When \(Y\) is truely binomial and \(m_i\) are relatively large, the deviance \(D\) is approximately \(\chi_{n-q-1}^2\) if the model is correct. A rule of thumb to use this asymptotic approximation is \(m_i \ge 5\). The large p-value indicates that the model has an adequate fit.
We can define the Pearson residuals as \[ r_i^{\text{P}} = \frac{y_i - n_i \widehat{p}_i}{\sqrt{\operatorname{Var} \widehat{y}_i}}. \] Then \[ X^2 = \sum_i \left(r_i^{\text{P}} \right)^2 \] in analogy to \(\text{RSS} = \sum_i r_i^2\) in linear regression.
Or we can define deviance residual similar in Binary outcome models \[ r_{dres_i} = \text{sign}(y_i - m_i\widehat{p}_i)\sqrt{y_i\ln\left(\frac{y}{m_i\widehat{p}_i}\right) + (m_i-y_i)\ln\left(\frac{m_i-y_i}{m_i-m_i\widehat{p}_i}\right)} \]
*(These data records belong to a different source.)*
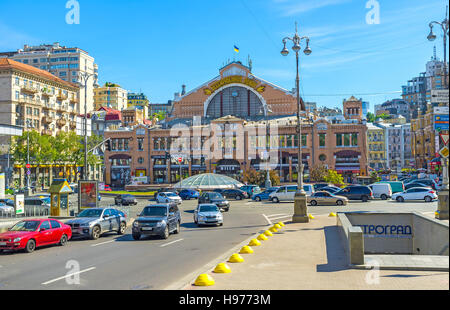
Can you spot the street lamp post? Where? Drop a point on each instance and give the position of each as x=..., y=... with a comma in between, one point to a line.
x=84, y=78
x=300, y=206
x=443, y=204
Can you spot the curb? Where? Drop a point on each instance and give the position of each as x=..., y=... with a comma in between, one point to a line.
x=190, y=278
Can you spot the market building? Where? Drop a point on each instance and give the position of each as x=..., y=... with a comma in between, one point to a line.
x=231, y=124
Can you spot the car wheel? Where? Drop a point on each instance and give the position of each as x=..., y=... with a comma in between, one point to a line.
x=95, y=233
x=166, y=233
x=31, y=246
x=63, y=240
x=177, y=230
x=122, y=228
x=136, y=236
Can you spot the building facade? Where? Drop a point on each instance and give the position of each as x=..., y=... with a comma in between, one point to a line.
x=223, y=126
x=64, y=62
x=110, y=96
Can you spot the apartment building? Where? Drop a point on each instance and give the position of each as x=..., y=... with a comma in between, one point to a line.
x=63, y=62
x=111, y=96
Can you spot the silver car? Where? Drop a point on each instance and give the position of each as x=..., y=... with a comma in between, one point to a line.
x=208, y=214
x=92, y=223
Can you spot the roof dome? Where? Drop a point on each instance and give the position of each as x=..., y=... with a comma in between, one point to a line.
x=208, y=181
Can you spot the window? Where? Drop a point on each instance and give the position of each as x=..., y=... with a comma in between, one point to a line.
x=55, y=224
x=322, y=139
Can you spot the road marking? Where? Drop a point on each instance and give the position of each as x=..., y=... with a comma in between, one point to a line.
x=69, y=275
x=103, y=243
x=171, y=242
x=280, y=217
x=267, y=219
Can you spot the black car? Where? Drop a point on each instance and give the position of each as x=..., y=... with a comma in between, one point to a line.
x=214, y=198
x=160, y=220
x=125, y=200
x=356, y=192
x=235, y=194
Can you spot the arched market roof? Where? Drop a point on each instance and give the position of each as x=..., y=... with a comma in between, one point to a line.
x=208, y=181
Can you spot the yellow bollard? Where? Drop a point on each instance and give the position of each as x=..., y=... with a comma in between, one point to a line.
x=236, y=258
x=262, y=237
x=204, y=280
x=222, y=268
x=255, y=242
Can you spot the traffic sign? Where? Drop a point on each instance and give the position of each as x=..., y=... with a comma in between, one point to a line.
x=444, y=137
x=444, y=152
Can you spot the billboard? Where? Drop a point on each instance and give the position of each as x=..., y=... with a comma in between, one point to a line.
x=87, y=194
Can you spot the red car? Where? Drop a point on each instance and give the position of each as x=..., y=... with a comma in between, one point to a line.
x=29, y=234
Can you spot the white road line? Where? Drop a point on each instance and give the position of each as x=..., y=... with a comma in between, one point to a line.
x=267, y=219
x=280, y=217
x=103, y=243
x=171, y=242
x=69, y=275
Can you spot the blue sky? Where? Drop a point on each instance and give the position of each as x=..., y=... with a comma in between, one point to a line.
x=156, y=46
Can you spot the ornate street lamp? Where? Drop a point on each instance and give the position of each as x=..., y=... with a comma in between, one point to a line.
x=300, y=207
binmod <- glm(cbind(damage, 6 - damage) ~ temp, family = binomial, data = orings)
sumbinmod <- summary(binmod)
sumbinmod
##
## Call:
## glm(formula = cbind(damage, 6 - damage) ~ temp, family = binomial,
## data = orings)
##
## Deviance Residuals:
## Min 1Q Median 3Q Max
## -0.9529 -0.7345 -0.4393 -0.2079 1.9565
##
## Coefficients:
## Estimate Std. Error z value Pr(>|z|)
## (Intercept) 11.66299 3.29626 3.538 0.000403 ***
## temp -0.21623 0.05318 -4.066 4.78e-05 ***
## ---
## Signif. codes: 0 '***' 0.001 '**' 0.01 '*' 0.05 '.' 0.1 ' ' 1
##
## (Dispersion parameter for binomial family taken to be 1)
##
## Null deviance: 38.898 on 22 degrees of freedom
## Residual deviance: 16.912 on 21 degrees of freedom
## AIC: 33.675
##
## Number of Fisher Scoring iterations: 6
tibble(rperson = residuals(binmod, type = "pearson"),
rdeviance = residuals(binmod, type = "deviance")) %>%
ggplot() +
geom_point(mapping = aes(x = rperson, y =rdeviance)) +
geom_abline(intercept = 0, slope = 1) +
xlab("Pearson residual") +
ylab("Deviance residual")